The Problem

Great Basin Green Project

The Problem

Aquifers in the Great Basin Desert are being rapidly depleted by hay farming. Some by as much as 10 billion gallons per year. There are two plans to address this. Make it worse, or Great Basin Green. The current plan created by the government and farmers is to slowly shut down farming, draining the aquifer of another 600 billion gallons of water while leaving several thousand acres fallowed and abandoned. This plan doesn’t stop aquifer depletion fast enough. Abandoned, fallowed fields don’t get reclaimed by nature in the Great Basin Desert. They remain barren dust bowls for decades unless purposely restored by human intervention. The “Make it Worse” plan has an exit… If the aquifer gets brought back into balance, the current plan to make it worse gets abandoned.

Phase 1

Fix basin floor farming

  • Convert water intensive hay crops to low water browse plants and let animals graze directly on irrigated pasture.
  • Only grow enough hay to cover supplemental feed for winter.
  • On-site processing to own value chain, reduce transportation stress on animals, reduce fuel use, improve water recycling.

Initial Goal is to purchase 3 farms on 5 properties
1. Convert to goat dairy and pasture raised eggs.
2. Pasture raised wool farm.
3. Pasture raised chicken and turkey meat.
4. Supplemental hay & pasture raised poultry.
5. Restore to native habitat for wildlife.
6. (Bonus property) 458 acres of fallowed dust bowl.
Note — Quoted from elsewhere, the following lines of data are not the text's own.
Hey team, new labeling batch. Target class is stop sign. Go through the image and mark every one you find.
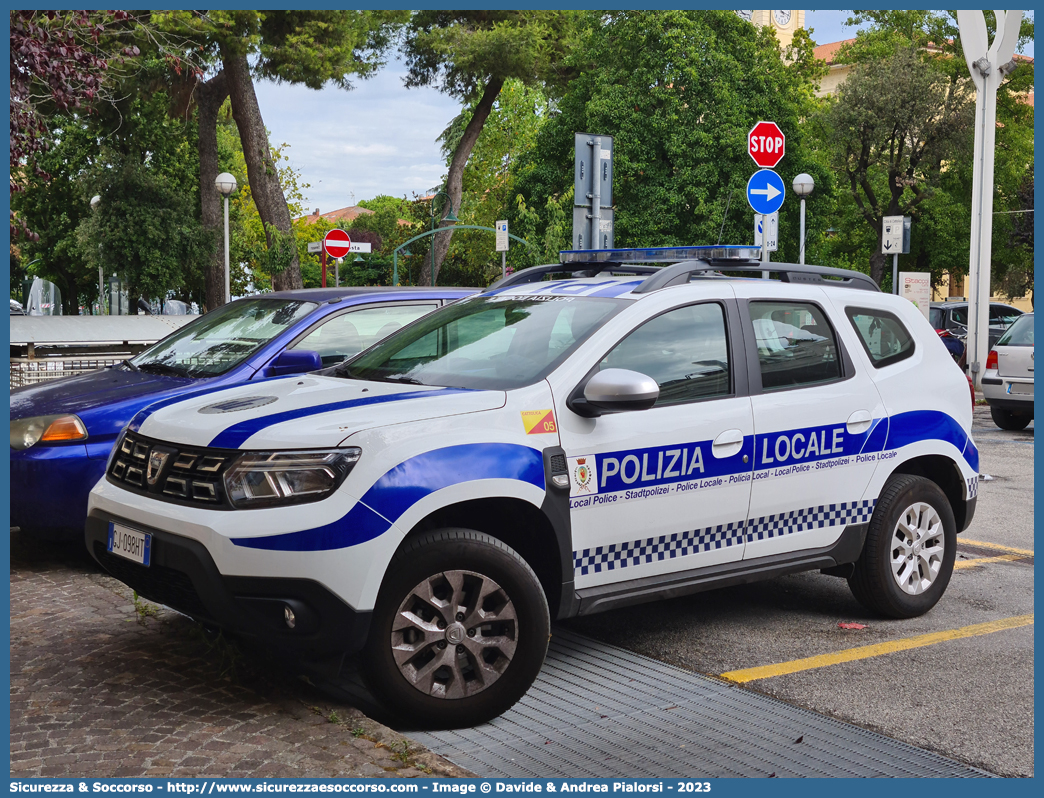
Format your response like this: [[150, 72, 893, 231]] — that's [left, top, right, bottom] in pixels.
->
[[748, 121, 785, 169], [323, 229, 352, 258]]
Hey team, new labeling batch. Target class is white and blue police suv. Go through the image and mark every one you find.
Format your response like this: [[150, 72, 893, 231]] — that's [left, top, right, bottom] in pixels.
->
[[87, 247, 978, 727]]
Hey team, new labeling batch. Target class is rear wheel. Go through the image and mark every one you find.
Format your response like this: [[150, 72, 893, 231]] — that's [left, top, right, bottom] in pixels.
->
[[848, 475, 956, 619], [991, 406, 1032, 431], [361, 529, 549, 728]]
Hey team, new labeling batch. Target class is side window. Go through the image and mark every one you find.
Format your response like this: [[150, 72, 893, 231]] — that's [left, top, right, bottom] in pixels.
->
[[749, 301, 841, 390], [845, 307, 915, 368], [599, 302, 730, 406], [990, 305, 1020, 327], [292, 304, 437, 365]]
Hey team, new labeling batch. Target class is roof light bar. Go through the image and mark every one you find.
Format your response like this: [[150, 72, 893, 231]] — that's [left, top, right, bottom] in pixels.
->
[[560, 245, 762, 264]]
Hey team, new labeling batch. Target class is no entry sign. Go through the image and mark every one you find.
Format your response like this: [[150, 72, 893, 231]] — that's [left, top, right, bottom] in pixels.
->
[[323, 229, 352, 259], [748, 121, 785, 169]]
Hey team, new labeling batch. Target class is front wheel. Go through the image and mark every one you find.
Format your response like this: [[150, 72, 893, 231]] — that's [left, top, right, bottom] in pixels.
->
[[848, 475, 956, 619], [991, 406, 1032, 431], [361, 529, 550, 728]]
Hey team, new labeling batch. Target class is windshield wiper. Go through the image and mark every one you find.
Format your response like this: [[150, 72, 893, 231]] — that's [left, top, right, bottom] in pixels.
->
[[137, 362, 192, 378], [379, 375, 424, 385], [121, 359, 140, 372]]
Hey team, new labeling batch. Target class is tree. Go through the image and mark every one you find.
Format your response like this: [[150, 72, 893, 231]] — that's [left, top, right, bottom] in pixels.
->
[[823, 48, 974, 286], [510, 11, 828, 264], [9, 10, 140, 240], [401, 10, 581, 283], [156, 10, 406, 306], [819, 11, 1033, 290]]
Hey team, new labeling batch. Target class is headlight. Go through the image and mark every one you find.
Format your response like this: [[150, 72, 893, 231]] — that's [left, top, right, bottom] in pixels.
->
[[224, 448, 361, 509], [10, 414, 88, 450]]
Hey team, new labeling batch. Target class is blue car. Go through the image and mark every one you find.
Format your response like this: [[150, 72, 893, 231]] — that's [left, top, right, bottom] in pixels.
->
[[10, 287, 474, 541]]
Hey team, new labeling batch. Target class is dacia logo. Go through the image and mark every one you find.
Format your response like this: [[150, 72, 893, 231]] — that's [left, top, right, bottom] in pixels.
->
[[146, 450, 169, 486], [198, 396, 278, 414]]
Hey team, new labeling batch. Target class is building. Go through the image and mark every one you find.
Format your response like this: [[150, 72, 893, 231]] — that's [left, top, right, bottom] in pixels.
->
[[735, 10, 806, 48]]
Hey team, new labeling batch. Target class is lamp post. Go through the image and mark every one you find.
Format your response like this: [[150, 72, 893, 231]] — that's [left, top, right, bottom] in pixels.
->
[[214, 173, 238, 304], [89, 195, 106, 314], [792, 173, 814, 265], [428, 191, 459, 286]]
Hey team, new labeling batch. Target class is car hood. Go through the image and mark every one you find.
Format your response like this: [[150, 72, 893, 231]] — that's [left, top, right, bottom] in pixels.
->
[[10, 368, 197, 433], [133, 376, 506, 450]]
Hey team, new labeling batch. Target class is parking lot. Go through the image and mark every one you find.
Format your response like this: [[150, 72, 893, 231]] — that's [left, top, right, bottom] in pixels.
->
[[9, 406, 1033, 778]]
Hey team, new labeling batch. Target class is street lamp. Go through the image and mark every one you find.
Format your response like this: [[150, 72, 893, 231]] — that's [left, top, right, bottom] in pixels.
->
[[215, 173, 238, 304], [429, 191, 459, 287], [89, 195, 106, 314], [792, 173, 814, 265]]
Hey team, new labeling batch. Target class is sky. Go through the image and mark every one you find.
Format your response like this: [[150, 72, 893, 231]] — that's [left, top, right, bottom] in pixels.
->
[[252, 10, 1034, 217]]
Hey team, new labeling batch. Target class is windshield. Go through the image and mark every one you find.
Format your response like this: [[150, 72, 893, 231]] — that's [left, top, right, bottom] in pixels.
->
[[340, 294, 626, 390], [996, 314, 1034, 347], [130, 298, 318, 378]]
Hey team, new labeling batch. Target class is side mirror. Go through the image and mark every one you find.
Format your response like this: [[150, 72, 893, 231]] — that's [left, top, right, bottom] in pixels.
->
[[269, 349, 322, 377], [581, 368, 659, 413]]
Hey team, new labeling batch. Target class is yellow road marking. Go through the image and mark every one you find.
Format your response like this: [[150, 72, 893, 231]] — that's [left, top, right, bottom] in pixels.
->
[[954, 554, 1028, 570], [720, 614, 1034, 684], [960, 538, 1034, 556]]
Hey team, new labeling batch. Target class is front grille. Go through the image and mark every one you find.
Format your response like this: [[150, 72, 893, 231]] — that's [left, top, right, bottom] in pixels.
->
[[108, 430, 236, 509], [93, 542, 210, 619]]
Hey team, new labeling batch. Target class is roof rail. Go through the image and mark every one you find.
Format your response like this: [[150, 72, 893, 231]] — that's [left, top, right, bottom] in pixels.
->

Restore for pasture raised meats.


The Result

  • 6,642 acres protected
  • Conservation easements permanently limit land use.
  • Estimated 1 billion gallons a year of groundwater saved.
  • Reduce diesel fuel use by 12k gallons per year.
  • Establish employee ownership (ESOP) to encourage value growth over value extraction and share that growth with the workers who help create it.

 

Phase 2

The Mountain Benches – Water harvesting

  • Purchase 2 adjoining cattle ranches covering 10,101 acres
  • Estimated 2.8 billion gallons per year of rain falls directly on this land.
  • Estimated 3 to 6 billion gallons runs over it from uphill.
  • Currently zero effort or plan to get this water into the ground.
  • This water all runs downhill to a terminal basin, where it sits until it evaporates.
  • The downhill slope is 3 miles long.
  • Build earthworks to slow the water & infiltrate it into the ground along the slope.
  • Plant low water flowering shrubs & trees along earthworks so roots create passages for water.
  • Continue cattle ranching. Add poultry & bees.

Phase 3

Structures & Wells

  • Deconstruct (to recycle) & replace old, drafty farmhand houses with new, ultra low energy, water recycling, passive solar homes.
  • Convert or replace farm structures into passive solar structures.
  • Add solar to all roof tops and convert water well pumps to pure solar or net zero.
Our Story

About Great Basin Green

Great Basin Green is a project created by teenage homeschooler Cole Summers to reimagine how the Great Basin Desert is farmed, changing the priority from depleting the natural resources of groundwater and soil for hay farming, to conserving groundwater and building soil while letting animals live more natural lives.
Starting in one of the most depleted basins within the Great Basin Desert, our goal is to purchase existing hay farms to immediately reduce their groundwater, fuel, and power use. Some fields will be restored to nature. Others will become examples of naturally raised, heritage livestock spending their lives on pasture.
During the conversion to regenerative agriculture practices for preserving the aquifer and the soil, we’ll also be converting the business model currently used by hay farms. The days of one family benefiting from the extraction of natural resources will come to an end, replaced by a model where the typically poor farm hands are trained in value growth business skills and earn shared ownership over the product of their labor. The resulting employee-owned farm will not sit at the bottom of its value chain, but will own the brands and products sold to consumers. The longevity of this project will not depend on a family’s next generation wanting to continue farming.